Ernani Mazza
Interpretar o que o outro quer dizer de verdade é muito difícil. Outro dia, conversando com um amigo casado com mulher chata e feia, ele disse:
– O dia que a Astrogilda morrer, nunca mais eu caso.
Confesso que dali para frente desencadeei um turbilhão de pensamentos a respeito.
O primeiro que veio a minha mente era que ele andava torcendo para a infeliz morrer e não tinha coragem de separar. Depois, pensei que ele seria até capaz de matar, mas separar não. Foi quando ela, a Astrogilda, chegou da sacada da casa e, nos vendo conversar, gritou:
– Cumé que é, vai ficar a tarde toda aí de papo? Tá na hora do café, tu não vai buscar o pão e fazer o café não, pô?

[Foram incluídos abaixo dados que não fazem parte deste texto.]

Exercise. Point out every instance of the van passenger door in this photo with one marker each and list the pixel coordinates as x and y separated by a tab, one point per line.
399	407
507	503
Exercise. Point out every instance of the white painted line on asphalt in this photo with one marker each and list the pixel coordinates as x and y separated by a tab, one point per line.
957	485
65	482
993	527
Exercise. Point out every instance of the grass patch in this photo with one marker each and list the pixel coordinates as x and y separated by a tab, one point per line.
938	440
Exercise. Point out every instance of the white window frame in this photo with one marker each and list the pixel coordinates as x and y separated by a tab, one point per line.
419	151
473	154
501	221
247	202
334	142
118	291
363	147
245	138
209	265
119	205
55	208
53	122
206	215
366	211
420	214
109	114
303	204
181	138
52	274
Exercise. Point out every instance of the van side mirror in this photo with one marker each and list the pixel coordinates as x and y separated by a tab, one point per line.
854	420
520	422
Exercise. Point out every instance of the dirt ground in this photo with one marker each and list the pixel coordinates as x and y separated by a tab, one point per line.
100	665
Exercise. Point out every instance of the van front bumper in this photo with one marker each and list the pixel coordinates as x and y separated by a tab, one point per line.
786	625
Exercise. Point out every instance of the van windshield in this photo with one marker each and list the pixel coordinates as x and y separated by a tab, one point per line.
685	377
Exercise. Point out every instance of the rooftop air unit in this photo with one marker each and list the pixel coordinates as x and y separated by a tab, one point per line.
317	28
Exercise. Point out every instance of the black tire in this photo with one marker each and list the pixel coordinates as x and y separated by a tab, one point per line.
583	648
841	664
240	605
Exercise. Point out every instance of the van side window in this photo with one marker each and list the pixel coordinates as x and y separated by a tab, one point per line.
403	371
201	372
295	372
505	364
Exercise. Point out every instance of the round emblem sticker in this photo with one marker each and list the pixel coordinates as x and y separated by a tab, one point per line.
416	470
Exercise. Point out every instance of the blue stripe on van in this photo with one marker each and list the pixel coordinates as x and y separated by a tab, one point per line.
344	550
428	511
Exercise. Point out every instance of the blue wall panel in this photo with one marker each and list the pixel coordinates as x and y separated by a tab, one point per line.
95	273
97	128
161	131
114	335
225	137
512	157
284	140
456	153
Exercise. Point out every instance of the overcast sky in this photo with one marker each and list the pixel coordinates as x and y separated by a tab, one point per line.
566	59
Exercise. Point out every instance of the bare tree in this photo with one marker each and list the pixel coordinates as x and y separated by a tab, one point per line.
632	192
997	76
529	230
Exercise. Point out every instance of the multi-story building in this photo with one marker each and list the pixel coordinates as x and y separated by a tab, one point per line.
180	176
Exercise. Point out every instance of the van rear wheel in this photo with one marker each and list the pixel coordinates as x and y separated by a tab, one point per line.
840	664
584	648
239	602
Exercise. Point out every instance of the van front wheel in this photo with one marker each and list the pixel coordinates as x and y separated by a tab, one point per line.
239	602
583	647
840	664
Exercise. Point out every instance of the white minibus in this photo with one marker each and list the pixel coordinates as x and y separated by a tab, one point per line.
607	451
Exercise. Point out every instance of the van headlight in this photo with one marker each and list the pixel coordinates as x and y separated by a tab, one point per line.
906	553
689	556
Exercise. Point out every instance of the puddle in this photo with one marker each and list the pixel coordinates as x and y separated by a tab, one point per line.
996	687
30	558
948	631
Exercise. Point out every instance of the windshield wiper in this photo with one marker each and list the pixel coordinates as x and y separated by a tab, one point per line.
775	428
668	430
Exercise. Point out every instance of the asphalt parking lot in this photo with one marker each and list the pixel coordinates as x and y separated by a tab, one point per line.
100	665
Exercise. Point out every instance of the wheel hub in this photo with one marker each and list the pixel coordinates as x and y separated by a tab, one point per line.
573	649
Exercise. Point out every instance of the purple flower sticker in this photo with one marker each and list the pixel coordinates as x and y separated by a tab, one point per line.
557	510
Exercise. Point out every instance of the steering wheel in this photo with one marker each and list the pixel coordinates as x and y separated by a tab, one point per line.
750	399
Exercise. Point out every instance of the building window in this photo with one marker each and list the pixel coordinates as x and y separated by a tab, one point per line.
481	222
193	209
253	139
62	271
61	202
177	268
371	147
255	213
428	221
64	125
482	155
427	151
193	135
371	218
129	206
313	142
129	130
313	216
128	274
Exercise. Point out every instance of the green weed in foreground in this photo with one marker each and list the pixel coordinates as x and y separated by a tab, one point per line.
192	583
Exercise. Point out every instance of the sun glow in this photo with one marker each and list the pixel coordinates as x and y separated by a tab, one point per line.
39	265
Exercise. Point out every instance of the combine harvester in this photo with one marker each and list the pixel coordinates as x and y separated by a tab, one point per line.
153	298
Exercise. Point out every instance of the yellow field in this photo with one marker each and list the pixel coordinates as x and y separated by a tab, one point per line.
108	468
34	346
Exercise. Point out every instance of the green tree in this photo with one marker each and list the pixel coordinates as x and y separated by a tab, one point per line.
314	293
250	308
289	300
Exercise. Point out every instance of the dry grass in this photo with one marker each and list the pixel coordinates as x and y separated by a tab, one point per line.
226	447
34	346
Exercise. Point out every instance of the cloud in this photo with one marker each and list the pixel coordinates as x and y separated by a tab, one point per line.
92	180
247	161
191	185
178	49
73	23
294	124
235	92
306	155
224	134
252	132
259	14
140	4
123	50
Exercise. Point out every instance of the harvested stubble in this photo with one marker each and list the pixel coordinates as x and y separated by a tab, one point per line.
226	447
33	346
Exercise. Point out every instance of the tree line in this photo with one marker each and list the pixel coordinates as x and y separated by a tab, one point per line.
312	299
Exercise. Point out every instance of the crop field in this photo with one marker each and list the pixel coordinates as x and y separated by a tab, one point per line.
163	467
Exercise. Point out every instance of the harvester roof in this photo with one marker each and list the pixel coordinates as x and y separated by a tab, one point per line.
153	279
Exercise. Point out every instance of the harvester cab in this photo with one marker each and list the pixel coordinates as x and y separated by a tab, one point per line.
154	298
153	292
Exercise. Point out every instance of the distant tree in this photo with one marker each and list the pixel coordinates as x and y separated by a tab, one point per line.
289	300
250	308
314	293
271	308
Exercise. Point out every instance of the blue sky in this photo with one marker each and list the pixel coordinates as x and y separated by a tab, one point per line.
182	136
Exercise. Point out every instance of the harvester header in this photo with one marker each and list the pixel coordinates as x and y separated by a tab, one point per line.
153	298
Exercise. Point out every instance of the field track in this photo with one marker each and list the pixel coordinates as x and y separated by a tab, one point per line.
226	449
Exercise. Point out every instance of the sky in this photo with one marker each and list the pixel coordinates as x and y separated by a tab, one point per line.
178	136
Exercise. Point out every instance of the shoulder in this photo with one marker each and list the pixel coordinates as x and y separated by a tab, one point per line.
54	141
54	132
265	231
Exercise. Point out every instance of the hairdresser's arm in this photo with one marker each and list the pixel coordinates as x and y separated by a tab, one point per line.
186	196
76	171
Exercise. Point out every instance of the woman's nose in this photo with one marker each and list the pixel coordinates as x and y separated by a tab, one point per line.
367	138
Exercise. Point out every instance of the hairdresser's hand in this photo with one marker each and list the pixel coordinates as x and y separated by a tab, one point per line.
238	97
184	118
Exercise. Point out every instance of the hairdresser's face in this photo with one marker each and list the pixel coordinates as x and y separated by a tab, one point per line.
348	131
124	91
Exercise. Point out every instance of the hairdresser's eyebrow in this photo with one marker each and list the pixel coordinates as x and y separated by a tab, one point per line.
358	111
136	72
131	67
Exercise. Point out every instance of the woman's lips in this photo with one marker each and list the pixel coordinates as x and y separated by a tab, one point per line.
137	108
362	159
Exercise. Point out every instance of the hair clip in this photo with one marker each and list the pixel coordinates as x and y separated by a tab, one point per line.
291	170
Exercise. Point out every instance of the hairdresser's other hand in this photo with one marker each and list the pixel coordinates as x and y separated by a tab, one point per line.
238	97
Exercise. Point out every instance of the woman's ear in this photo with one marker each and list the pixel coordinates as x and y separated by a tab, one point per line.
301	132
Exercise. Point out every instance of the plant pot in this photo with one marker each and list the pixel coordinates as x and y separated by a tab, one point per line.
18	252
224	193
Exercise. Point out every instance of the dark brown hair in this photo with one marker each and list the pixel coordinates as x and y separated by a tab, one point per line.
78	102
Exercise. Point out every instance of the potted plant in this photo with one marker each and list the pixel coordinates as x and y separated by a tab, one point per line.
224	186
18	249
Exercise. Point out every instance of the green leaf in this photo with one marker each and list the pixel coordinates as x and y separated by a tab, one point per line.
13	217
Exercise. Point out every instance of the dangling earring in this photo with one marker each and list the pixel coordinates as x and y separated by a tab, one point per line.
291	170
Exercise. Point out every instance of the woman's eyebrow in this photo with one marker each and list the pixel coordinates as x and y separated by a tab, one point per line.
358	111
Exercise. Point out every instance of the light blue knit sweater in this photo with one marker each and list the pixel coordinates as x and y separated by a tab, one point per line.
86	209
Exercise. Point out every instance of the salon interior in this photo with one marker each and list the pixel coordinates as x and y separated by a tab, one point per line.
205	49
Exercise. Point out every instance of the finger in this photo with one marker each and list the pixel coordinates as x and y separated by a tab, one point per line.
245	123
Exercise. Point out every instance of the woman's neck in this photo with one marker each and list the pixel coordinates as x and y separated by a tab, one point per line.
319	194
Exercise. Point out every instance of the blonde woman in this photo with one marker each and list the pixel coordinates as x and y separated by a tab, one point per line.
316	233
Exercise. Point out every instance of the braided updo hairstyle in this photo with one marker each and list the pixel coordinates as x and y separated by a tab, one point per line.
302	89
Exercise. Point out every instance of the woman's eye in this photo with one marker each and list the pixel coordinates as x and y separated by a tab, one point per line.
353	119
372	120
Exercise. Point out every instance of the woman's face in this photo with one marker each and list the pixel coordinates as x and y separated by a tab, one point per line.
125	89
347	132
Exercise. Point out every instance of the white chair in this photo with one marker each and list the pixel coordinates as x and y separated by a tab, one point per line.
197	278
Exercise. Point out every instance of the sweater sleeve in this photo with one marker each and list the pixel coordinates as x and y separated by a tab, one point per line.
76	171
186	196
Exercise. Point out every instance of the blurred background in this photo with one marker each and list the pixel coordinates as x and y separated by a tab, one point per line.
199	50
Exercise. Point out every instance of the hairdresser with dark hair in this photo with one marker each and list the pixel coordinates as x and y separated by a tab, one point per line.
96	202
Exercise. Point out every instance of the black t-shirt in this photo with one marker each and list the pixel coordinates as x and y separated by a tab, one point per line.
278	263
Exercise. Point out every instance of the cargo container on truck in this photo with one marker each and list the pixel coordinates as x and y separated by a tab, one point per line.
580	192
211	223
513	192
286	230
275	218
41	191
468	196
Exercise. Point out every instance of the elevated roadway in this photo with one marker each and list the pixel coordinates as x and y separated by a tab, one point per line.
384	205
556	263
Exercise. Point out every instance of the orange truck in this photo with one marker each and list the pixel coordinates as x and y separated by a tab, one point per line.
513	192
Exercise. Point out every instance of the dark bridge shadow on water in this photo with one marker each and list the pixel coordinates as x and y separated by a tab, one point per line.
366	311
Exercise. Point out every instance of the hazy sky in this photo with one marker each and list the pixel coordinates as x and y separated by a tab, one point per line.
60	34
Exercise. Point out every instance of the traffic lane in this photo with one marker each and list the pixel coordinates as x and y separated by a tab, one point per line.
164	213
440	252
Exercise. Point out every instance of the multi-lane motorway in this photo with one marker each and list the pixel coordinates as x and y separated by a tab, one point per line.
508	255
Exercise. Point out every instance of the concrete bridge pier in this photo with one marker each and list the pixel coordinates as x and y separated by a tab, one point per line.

Ele, nem olhou para cima, pelo contrário, envergonhado, olhou para baixo e me disse:
– Vamos comigo ao mercado comprar pão? Aí podemos conversar mais. Não converso com ninguém. Minha mulher espantou meus amigos todos.
Eu não ia não, mas só para azucrinar a chata da mulher dele, resolvi ir e fazê-lo demorar bastante. No caminho, arrastei-o para tomar uma gelada, já que o calor estava a mais de duzentos graus de sensação térmica. Ele, amedrontado, aceitou:
– Mas só uma e tem que ser rápida.
Puxei uma cadeira numa mesinha e ele:
– Não, vai em pé mesmo, no balcão.
Insisti e acabamos sentados. Bebeu tão rápido que tive que pedir mais uma. Já entusiasmado, bebeu mais devagar com cara de “quero que a Astrogilda se f…”. Fiquei feliz por fazer aquele bem ao meu amigo e pedi a terceira. Desceu redondo e eu mandei fazer uns petiscos para acompanhar o papo. Até uma bunda que passou, bonita e balançando, ele comentou. Dava dó. Acho que não olhava para uma bunda alheia há muito tempo. Incentivei:
– Cara, isso é de fazer perder o rumo.
Meio sem graça, Jair, o marido infeliz de Astrogilda, disse:
– Há dez anos to num rumo só. Acho que nem sei me perder mais por aí.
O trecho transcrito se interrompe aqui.